Georgia Tech’s baseball team will be a few days removed from its biggest series win of the year, a takedown of then-No. 1 Florida State by a Yellow Jackets team that started four freshmen in two of the games.

Georgia, meanwhile, will face the Jackets Tuesday night at Tech’s Russ Chandler Stadium (7:30 p.m., CSS) having just won its third consecutive SEC series.

“We didn’t start the way we wanted to, but I do feel we’re playing consistently right now,” Tech coach Danny Hall said. “Whether that’s good enough to keep rolling and go where we want to go, that’s yet to be determined. But we’re playing consistently in all phases.”

Not many would have expected this scenario when the teams met for the first of the three-game season series on March 4 in Athens. Georgia was 5-6 and had lost to Georgia Southern, Kennesaw State and Georgia State. Tech was 7-4 with losses to Georgia Southern and Kennesaw State.

The projections that Georgia would struggle under first-year coach Scott Stricklin and that a young Jackets team would likewise face an uphill climb appeared about right.

But the Bulldogs and Jackets have outplayed expectations. Georgia was picked to finish sixth in the SEC East and stands in third place in a tight race, just a game and a half out of first place but also the same distance out of a tie for last place.

“In the SEC, our pitching has been really good and that’s been encouraging,” Stricklin said.

Tech, which began the season unranked for the first time in coach Danny Hall’s 21 seasons at the school, cracked the Top 25 for the second time this season Monday in one poll after giving the Seminoles their first series loss of the season. That included a 12-4 walloping on Saturday.

“Our pitching the whole entire weekend was lights out,” said Tech freshman shortstop Connor Justus, who on Monday was named the ACC’s player of the week. “When we needed a big play or a big pitch, they were there.”

As Stricklin noted, the Bulldogs’ pitching in its 15 conference games has been stellar. Georgia is last in the SEC in ERA in all games (3.91), but second in the league in conference games (2.64).

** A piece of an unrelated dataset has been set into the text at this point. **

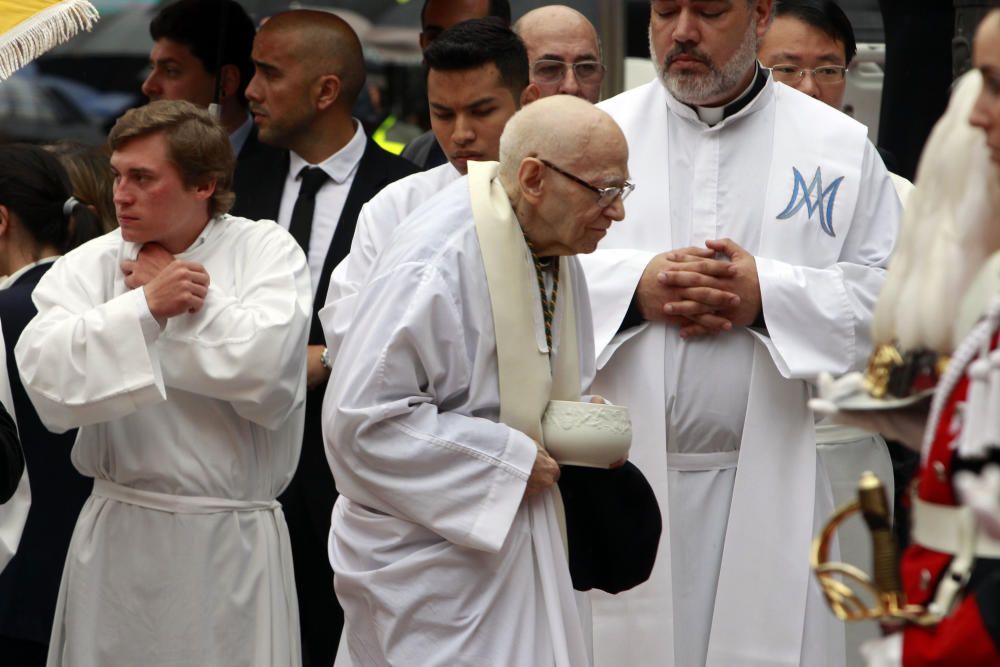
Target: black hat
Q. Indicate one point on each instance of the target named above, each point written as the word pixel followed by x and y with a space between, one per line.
pixel 613 527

A year ago, Georgia was 13th in the league in ERA in conference games at 4.61, which helped lead to coach David Perno’s dismissal.

With its 7-4 win over Tennessee on Sunday, Georgia improved to 21-14-1 overall and 7-7-1 in the SEC, which tied the Bulldogs’ 2013 victory total for both overall and conference record.

“(Pitching coach Fred Corral) has done a great job with those guys,” Stricklin said. “Our pitching has been the reason for our success.”

Tech boasts a 3.23 ERA despite getting just 35 1/3 innings out of its expected Nos. 1 and 2 starters, Jonathan King (injured shoulder) and Cole Pitts (out for the season after Tommy John surgery). Tech’s ERA was 4.35 a year ago. Ben Parr, who is 3-1 with a 1.66 ERA since becoming a midweek starter in mid-March, will start for the Jackets.

Georgia will be attempting its fourth consecutive win over the Jackets, a streak it last achieved 2001-02. They have been painful results for Tech: a 17-0 blowout at Turner Field, a 14-13 defeat in 11 innings at Russ Chandler last year and 1-0 walk-off win for Georgia in March in Athens.

After the first game in March, consider Justus’ eyes opened.

“I didn’t know it was that prolific, just that hate for each other,” he said.